Radiant heeft de voorwaarden voor en kenmerken van de inzet van jeugdliteratuur bij burgerschapsthema’s onderzocht middels drie focusgroepsgesprekken met in totaal veertien leraren en directeuren basisonderwijs . Daarbij is specifiek gekeken naar de bevordering van het empathisch vermogen van leerlingen.

Nagenoeg alle leraren gaven aan zelf een te beperkt repertoire te hebben om jeugdliteratuur in te zetten voor burgerschapsonderwijs; zowel tijd als expertise ontbreekt. Niet verrassend want dat komt bijvoorbeeld ook naar voren in monitors & onderzoek van de Bibliotheek op School (Kees Broekhof). Ook kennis over genres en over empathisch vermogen en didactische vaardigheden om dat te stimuleren ontbreekt meestal. Leraren willen daar wel mee aan de slag.

 

Waar nu te beginnen?

Op basis van een literatuurverkenning heeft Radiant een conceptueel model ontwikkeld om de inzet van jeugdliteratuur bij burgerschapsonderwijs te bevorderen. De leraar zelf is het belangrijkst: die staat het dichtst bij de leerling. Eerder en recent onderzoek, zoals van Schrijvers (2019) en van Cornelissen (2016), toont aan dat hij of zij onmisbaar is op de volgende vier punten:

1. Motivatie: De leraar is de beste motivator en inspirator voor de leerling om te lezen. Zorg voor een goede relatie en straal enthousiasme over (specifieke) boeken uit.

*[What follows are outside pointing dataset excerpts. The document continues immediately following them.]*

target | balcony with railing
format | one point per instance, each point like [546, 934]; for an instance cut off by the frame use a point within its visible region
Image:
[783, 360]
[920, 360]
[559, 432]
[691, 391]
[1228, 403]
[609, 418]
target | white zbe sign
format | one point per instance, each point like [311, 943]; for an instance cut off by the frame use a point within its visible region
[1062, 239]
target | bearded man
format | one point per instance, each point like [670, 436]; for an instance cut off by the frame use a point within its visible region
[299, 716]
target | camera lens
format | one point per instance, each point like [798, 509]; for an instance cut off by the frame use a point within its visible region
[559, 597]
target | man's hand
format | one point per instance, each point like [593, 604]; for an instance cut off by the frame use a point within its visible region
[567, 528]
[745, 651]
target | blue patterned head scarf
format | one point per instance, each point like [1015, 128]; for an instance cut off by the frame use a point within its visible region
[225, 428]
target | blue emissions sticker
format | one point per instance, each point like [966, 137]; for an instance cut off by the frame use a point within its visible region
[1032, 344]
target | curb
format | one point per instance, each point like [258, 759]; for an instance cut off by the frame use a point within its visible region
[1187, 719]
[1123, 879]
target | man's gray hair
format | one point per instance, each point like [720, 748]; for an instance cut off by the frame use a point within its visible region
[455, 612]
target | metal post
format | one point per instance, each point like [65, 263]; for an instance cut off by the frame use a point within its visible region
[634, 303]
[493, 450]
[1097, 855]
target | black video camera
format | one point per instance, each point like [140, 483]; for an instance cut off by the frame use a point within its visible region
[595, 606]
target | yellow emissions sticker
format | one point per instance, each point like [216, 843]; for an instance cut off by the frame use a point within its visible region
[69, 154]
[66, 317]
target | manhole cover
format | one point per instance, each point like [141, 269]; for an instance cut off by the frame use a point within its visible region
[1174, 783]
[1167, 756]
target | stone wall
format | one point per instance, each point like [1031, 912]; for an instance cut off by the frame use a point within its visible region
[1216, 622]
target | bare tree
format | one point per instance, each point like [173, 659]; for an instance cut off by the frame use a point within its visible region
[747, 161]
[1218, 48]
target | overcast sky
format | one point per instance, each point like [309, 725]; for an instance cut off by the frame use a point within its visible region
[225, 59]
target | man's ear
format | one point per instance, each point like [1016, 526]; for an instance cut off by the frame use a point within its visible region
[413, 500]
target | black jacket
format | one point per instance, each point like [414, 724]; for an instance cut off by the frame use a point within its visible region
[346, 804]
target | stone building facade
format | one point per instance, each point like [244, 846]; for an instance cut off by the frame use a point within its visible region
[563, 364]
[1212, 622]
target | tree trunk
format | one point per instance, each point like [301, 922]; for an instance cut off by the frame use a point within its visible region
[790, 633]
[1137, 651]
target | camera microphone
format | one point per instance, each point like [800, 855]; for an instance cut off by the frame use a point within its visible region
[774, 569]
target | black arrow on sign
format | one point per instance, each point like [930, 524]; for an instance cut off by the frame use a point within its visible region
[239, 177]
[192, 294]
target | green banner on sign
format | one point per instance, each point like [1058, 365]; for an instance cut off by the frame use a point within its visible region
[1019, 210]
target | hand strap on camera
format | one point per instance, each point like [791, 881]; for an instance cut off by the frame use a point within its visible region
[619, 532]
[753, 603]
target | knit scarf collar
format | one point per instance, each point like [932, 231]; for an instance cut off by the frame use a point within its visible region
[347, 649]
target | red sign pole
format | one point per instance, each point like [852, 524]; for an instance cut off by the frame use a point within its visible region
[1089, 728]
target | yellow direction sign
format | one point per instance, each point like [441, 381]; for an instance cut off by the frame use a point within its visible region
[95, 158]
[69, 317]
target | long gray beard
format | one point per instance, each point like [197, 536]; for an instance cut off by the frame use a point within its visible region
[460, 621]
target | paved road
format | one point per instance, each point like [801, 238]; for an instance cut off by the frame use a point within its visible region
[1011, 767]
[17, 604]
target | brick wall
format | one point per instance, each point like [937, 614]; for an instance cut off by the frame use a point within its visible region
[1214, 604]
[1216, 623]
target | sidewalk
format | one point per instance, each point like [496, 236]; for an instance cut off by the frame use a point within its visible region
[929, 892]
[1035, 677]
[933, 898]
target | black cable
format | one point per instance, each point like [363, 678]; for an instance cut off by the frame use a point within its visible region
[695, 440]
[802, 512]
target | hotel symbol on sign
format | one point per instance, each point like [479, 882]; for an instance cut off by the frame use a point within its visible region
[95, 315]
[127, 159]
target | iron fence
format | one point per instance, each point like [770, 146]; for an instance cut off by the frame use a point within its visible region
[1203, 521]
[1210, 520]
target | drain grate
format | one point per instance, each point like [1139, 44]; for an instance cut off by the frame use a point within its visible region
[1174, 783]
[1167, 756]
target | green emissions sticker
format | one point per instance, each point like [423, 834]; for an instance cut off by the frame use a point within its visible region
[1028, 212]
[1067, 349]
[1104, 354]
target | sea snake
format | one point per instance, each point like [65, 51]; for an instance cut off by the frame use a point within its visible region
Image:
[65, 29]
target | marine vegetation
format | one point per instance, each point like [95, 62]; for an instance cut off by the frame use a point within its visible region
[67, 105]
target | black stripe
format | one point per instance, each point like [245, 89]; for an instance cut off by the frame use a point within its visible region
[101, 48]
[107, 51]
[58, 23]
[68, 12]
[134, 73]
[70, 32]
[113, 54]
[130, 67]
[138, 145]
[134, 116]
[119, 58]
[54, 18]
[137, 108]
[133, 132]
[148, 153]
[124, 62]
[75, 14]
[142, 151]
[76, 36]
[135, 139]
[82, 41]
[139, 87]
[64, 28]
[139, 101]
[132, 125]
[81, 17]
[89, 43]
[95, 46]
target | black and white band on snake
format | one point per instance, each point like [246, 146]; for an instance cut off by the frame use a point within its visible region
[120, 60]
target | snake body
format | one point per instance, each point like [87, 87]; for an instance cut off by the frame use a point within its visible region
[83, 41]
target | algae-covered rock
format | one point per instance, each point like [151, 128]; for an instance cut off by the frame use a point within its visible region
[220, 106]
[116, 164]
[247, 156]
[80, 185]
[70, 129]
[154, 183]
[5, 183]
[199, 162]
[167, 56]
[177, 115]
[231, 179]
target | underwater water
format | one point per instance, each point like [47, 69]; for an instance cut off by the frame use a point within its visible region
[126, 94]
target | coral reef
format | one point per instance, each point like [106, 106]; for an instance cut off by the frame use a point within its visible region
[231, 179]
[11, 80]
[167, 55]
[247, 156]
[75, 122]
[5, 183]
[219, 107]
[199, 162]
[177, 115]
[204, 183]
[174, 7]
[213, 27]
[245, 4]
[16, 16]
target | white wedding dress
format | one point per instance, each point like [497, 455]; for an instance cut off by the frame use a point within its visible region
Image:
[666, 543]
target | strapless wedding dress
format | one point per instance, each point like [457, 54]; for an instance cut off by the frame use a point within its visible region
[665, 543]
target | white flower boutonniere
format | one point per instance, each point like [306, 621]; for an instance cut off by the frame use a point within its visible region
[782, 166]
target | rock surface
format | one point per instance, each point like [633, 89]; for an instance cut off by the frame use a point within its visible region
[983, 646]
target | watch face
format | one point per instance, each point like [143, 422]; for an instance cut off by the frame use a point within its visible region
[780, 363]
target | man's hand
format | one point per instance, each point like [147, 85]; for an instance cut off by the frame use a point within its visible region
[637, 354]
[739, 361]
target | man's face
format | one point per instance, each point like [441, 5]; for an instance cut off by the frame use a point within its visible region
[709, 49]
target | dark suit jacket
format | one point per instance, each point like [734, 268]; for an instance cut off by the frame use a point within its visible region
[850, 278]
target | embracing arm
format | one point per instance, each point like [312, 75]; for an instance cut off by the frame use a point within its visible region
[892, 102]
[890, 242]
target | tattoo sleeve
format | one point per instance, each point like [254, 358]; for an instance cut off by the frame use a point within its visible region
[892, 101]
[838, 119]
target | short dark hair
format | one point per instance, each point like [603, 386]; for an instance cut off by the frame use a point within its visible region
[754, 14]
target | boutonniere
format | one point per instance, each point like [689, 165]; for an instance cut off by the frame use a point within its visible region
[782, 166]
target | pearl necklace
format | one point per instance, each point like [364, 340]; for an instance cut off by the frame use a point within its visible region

2. Selectie: Kijk bij de selectie van boeken specifiek naar de thema’s die relevant zijn in het leven van je leerling.

3. Dialoog: Zorg in de groepsgesprekken en dialoog voor een link met het leven van de leerlingen en het verhaal. Dit kan bijvoorbeeld door vooraf naar relevante persoonlijke ervaringen te vragen.

4. Uitwisseling: Maak opdrachten waarbij je leerling achteraf de persoonlijke reactie op het verhaal/het boek uitwisselt (en uitdiept) met klasgenoten.

De methode ‘Vertel eens’ van Aidan Chambers en de gespreksaanpak van Cornelissen  kunnen daarbij helpen.

Per leeftijdscategorie zetten we nog enkele tips op een rij voor boeken die raken aan racisme:

Jongste kleuters:

  • de serie Bart en Esra (Selma Noort)

Jonge leerlingen:

  • prentenboek Afrika achter het hek (Bart Moeyaert)

Oudere leerlingen:

  • De reis van Syntax Bosselman (Arend van Dam)

  • Slavenhaler (Rob Ruggenberg)

  • Slaaf kindje slaaf (Dolf Verroen)

Leerlingen zullen niet alleen ontdekken dat racisme relevant is, maar zullen ook leren zich te verplaatsen in personages met wie zij meer gemeen hebben dan zij dachten. Als dat het geval is, is er sprake van concreet werken aan vorming en burgerschap.

 

Jongstra, W., Spoelstra, T., Aantjes, R., Pauw, I., Muynck, A. de, (2019). Onderzoeksverslag ‘Een verkenning naar de rol van jeugdliteratuur in de persoonsvormende en socialiserende functie van het basisonderwijs’. Radiant Lerarenopleidingen.